Tuesday, August 10, 2010

RIP, Ted Stevens

Anchorage—

Officials have confirmed that former U.S. Sen. Ted Stevens (R.-Alaska) has died in a plane crash in southwest Alaska that has killed four other people and left four more injured.

I have written at great length on this blog about Ted Stevens’ life and career as well as the criminal charges he faced in 2008 and 2009. Tributes, memorials, and critiques are all over the media today as well as expressions of condolences and sympathies for the dead, the injured, and their loved ones. I’ll confine myself this afternoon to a couple of observations about the way Ted Stevens died and some things we could do today in line with the way he lived his 86 years:

1. It’s terribly ironic that Ted Stevens died flying. He obviously relished flying as a military pilot in World War II and as an avid recreational pilot during his years in Alaska. (Those years in the Great Land began when he and his first wife Ann arrived in Fairbanks in 1953, not 1950 as I mistakenly wrote this morning.)

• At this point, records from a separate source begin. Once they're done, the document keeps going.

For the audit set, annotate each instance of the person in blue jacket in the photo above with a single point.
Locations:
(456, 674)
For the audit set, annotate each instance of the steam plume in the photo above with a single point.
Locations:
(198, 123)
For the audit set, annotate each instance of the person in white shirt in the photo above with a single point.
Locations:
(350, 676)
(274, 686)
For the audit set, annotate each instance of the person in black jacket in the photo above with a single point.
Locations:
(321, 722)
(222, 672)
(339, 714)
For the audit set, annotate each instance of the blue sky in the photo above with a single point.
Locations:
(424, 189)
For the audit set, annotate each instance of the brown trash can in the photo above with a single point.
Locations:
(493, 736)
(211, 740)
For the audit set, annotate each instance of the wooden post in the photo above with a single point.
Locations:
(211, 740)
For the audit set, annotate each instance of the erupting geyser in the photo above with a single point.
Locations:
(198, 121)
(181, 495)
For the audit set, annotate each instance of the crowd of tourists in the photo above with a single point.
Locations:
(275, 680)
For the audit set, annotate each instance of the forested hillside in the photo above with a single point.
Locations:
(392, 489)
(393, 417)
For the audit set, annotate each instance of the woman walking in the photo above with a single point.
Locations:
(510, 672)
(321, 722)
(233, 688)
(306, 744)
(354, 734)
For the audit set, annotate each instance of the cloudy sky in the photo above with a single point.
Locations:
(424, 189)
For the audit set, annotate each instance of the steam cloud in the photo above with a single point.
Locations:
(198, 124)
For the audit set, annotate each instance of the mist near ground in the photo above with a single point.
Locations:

Ted Stevens also had to fly a great deal as a passenger during his 40 years serving as one of Alaska’s two U.S. Senators. Stevens made the more than 6,000-mile round trip between Anchorage and Washington, D.C. hundreds of times during those four decades. He flew extensively around the Great Land on trips to campaign and work as a Senator, and he jetted around the world to fulfill his Congressional duties.

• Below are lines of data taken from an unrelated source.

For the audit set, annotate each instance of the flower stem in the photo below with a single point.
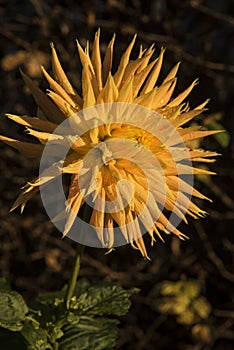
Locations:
(74, 274)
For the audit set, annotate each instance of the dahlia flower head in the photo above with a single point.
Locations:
(125, 144)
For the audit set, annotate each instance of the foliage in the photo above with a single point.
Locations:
(91, 321)
(183, 300)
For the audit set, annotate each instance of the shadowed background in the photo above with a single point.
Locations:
(198, 313)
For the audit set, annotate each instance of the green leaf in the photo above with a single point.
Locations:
(35, 336)
(222, 138)
(90, 333)
(4, 285)
(12, 310)
(106, 298)
(9, 342)
(50, 297)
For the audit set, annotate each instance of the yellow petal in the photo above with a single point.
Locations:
(35, 123)
(107, 62)
(153, 77)
(96, 59)
(109, 93)
(61, 76)
(59, 90)
(49, 109)
(64, 106)
(123, 63)
(31, 150)
(180, 98)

Stevens worked hard in the Senate to improve Alaska aviation, and the state’s largest airport is named after him.

Alaska aviation needs a lot of improvement, because flying in the Last Frontier is uniquely hazardous. Alaska has a lot of land, and most places have no road to them. Often the planes are small, the flights are unscheduled, the aids to navigation are rare, the weather is bad, the terrain is harsh and remote, and the distances are long from point to point. Flying in Alaska can sometimes seem like dicing with death, and Stevens had seen the numbers fall the wrong way before. Stevens’ first wife Ann died in a plane crash in Anchorage in 1978 that killed four other people and left him seriously injured and one of only two survivors. Even before that tragedy three decades ago at the airport that would later be named after him, he had reportedly said that he had a premonition that he would die in a plane crash.

2. Let’s focus today on some of the positive and practical lessons of Ted Stevens’ life. The “Alaskan of the Century” and longest serving Republican Senator ever was a giant of the Last Frontier and the U.S. Senate, but his life as a man can also teach us. Any fair account of Ted Stevens’ life has to address the mistakes he made that contributed to the prosecution that produced seven jury verdicts of guilty against him in 2008 before that prosecution blew up the next year due to acknowledged misconduct by government lawyers. But today, let’s think of the simpler things that this man learned during his long life and tried to tell others. Love your family, and do your best to spend as much time as you can with them. Exercise—it will improve your mind as well as your body. Work hard, and study enough to learn what you need to know in order to do your job.